Sahabat, jika hal seperti itu menghampiri hidupmu, hentikanlah kesedihanmu. Sebab, itu adalah bahasa rindu Allah. Juga tanda bahwa cinta-Nya telah sampai ke hatimu. Allah seolah sedang “memanggilmu” untuk pulang, karena engkau telah tersesat begitu “jauh”. Allah ingin kau mengadukan segalanya hanya kepada-Nya. Ia rindu mendengar rintihan doamu. Ia ingin kau hanya mengandalkan-Nya dan berharap kepada-Nya saja. Allah ingin engkau tahu, bahwa meski seluruh penghuni bumi ini menjahatimu dan membuatmu kecewa, Ia selalu mampu menjadi tempat terbaik untukmu kembali dan menyembuhkan diri. Sebab, ketika Allah rindu kepada hamba-Nya, Ia akan mengirimkan sebuah hadiah istimewa kepadamu, yang isinya adalah ujian. Termasuk ujian perasaan.
Di dalam hadith qudsi, Allah berfirman (kepada Jibril): "Pergilah pada hambaku lalu timpakanlah berbagai ujian padanya karena Aku ingin mendengar rintihannya." – HR. Thabrani dari Abu Umamah
Maka, janganlah kau membuang-buang waktu lagi, Sahabat. Jangan sia-siakan “panggilan” dan kesempatan itu. Tak perlu menunggu sebuah musibah atau ujian yang berat menegurmu. Sebab, teguran-teguran kecil seperti yang di atas saja seharusnya sudah bisa membuatmu sadar. Sadar akan dosa-dosamu. Sadar bahwa sudah seharusnya kau meninggalkan segala hal yang membuatmu semakin lalai. Sadar bahwa sudah saatnya engkau bertaubat dan kembali taat.

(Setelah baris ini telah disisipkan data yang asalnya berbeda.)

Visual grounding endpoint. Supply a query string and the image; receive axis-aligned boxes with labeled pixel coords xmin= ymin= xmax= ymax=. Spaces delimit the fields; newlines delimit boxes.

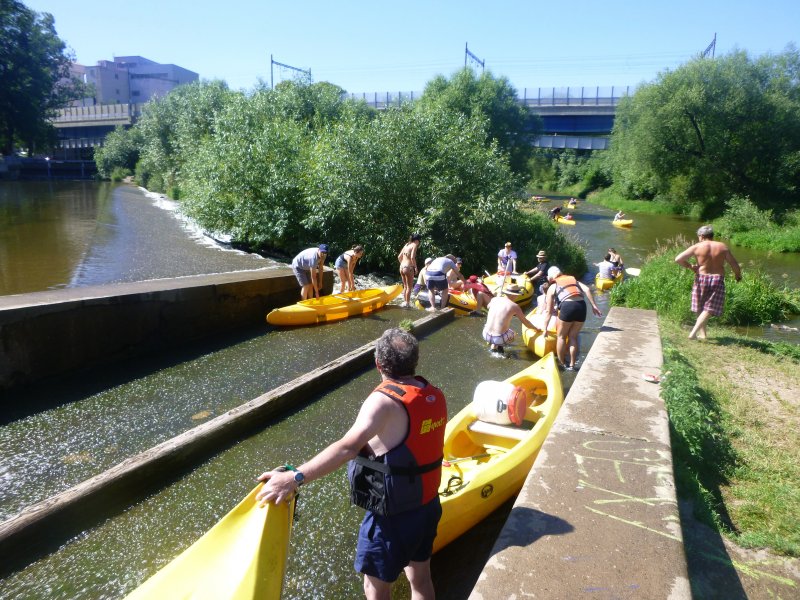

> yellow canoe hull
xmin=483 ymin=273 xmax=535 ymax=306
xmin=433 ymin=354 xmax=564 ymax=552
xmin=127 ymin=484 xmax=294 ymax=600
xmin=522 ymin=307 xmax=557 ymax=356
xmin=594 ymin=271 xmax=625 ymax=290
xmin=267 ymin=285 xmax=403 ymax=326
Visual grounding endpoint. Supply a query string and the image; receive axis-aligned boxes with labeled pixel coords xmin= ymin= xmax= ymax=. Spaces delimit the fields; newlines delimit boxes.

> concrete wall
xmin=0 ymin=268 xmax=333 ymax=390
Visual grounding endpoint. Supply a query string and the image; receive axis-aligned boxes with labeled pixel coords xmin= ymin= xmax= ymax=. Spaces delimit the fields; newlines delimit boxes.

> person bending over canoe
xmin=595 ymin=254 xmax=619 ymax=280
xmin=425 ymin=254 xmax=456 ymax=312
xmin=333 ymin=244 xmax=364 ymax=294
xmin=544 ymin=267 xmax=603 ymax=371
xmin=675 ymin=225 xmax=742 ymax=340
xmin=256 ymin=329 xmax=447 ymax=600
xmin=292 ymin=244 xmax=328 ymax=300
xmin=497 ymin=242 xmax=517 ymax=273
xmin=525 ymin=250 xmax=550 ymax=293
xmin=397 ymin=233 xmax=422 ymax=308
xmin=483 ymin=291 xmax=538 ymax=353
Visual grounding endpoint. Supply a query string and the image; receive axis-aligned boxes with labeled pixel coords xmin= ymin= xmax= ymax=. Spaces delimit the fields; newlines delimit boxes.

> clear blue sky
xmin=22 ymin=0 xmax=800 ymax=92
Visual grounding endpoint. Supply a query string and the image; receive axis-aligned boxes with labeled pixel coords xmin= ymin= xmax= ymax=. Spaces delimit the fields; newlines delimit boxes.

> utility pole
xmin=464 ymin=43 xmax=486 ymax=73
xmin=269 ymin=54 xmax=311 ymax=90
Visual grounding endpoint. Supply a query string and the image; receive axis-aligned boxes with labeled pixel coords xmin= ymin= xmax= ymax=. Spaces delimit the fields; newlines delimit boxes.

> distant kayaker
xmin=595 ymin=254 xmax=619 ymax=279
xmin=483 ymin=290 xmax=537 ymax=353
xmin=333 ymin=244 xmax=364 ymax=294
xmin=256 ymin=329 xmax=447 ymax=599
xmin=425 ymin=254 xmax=456 ymax=311
xmin=397 ymin=233 xmax=422 ymax=307
xmin=608 ymin=248 xmax=625 ymax=270
xmin=675 ymin=225 xmax=742 ymax=340
xmin=545 ymin=267 xmax=603 ymax=371
xmin=497 ymin=242 xmax=517 ymax=273
xmin=525 ymin=250 xmax=550 ymax=293
xmin=292 ymin=244 xmax=328 ymax=300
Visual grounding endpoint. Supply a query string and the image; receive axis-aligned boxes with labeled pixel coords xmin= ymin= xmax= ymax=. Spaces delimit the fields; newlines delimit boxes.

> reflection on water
xmin=0 ymin=316 xmax=534 ymax=599
xmin=0 ymin=181 xmax=112 ymax=295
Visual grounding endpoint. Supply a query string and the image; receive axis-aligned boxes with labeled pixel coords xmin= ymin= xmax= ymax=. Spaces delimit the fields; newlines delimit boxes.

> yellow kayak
xmin=127 ymin=484 xmax=295 ymax=600
xmin=483 ymin=272 xmax=535 ymax=306
xmin=415 ymin=289 xmax=478 ymax=316
xmin=267 ymin=285 xmax=403 ymax=325
xmin=594 ymin=271 xmax=625 ymax=290
xmin=556 ymin=215 xmax=575 ymax=225
xmin=433 ymin=354 xmax=564 ymax=552
xmin=522 ymin=306 xmax=556 ymax=356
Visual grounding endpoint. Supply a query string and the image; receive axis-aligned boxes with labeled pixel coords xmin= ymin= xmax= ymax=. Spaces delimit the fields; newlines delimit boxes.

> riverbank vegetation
xmin=97 ymin=69 xmax=586 ymax=273
xmin=529 ymin=46 xmax=800 ymax=252
xmin=611 ymin=239 xmax=800 ymax=556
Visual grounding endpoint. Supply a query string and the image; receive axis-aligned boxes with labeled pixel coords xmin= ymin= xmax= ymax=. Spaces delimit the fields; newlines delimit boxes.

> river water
xmin=0 ymin=182 xmax=800 ymax=598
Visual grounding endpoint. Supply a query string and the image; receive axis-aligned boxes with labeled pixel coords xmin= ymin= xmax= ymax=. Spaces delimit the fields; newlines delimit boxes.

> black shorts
xmin=558 ymin=299 xmax=586 ymax=323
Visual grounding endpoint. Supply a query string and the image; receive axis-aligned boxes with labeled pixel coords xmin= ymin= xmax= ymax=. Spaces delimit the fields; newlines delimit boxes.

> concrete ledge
xmin=0 ymin=269 xmax=333 ymax=390
xmin=470 ymin=308 xmax=691 ymax=600
xmin=0 ymin=310 xmax=455 ymax=577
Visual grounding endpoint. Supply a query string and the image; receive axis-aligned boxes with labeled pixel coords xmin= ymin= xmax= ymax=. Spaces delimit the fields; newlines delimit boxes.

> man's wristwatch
xmin=283 ymin=463 xmax=306 ymax=487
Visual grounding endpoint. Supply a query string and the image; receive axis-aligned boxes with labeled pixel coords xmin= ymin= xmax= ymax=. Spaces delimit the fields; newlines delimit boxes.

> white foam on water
xmin=139 ymin=187 xmax=264 ymax=259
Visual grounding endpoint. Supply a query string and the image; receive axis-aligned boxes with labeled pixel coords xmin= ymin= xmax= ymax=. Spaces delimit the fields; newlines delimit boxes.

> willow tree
xmin=609 ymin=47 xmax=800 ymax=215
xmin=0 ymin=0 xmax=84 ymax=154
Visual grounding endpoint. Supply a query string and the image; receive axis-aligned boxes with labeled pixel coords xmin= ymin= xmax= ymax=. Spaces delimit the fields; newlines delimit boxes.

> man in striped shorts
xmin=675 ymin=225 xmax=742 ymax=340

Bersujudlah. Bersimpuhlah di hadapan-Nya. Kembali-lah, Sahabat. Allah menyayangimu. Ia tak ingin kau tenggelam lebih dalam lagi di dalam kemaksiatan itu. Allah menyelamatkanmu. Sebab, Ia tak mau kau terus terlarut dalam kubangan dosa yang membuat ibadahmu carut marut. Allah menunggu rintihan doa dan pengaduanmu. Ampunan-Nya menantimu. Sambutlah uluran cinta-Nya. Agar kau kian merasa dekat, dan tak lagi tersesat.
“Ketika Allah memberikan ujian kepadamu, maka bersabarlah. Janganlah engkau larut dalam kesedihan dan kekecewaan. Karena ketika Allah memberikan ujian itu kepadamu, itu pertanda bahwa Allah telah memilihmu, dan menghendakimu menjadi hamba-Nya yang terbaik. Tidaklah Allah mengujimu, kecuali Allah yakin bahwa kamu mampu menghadapinya.”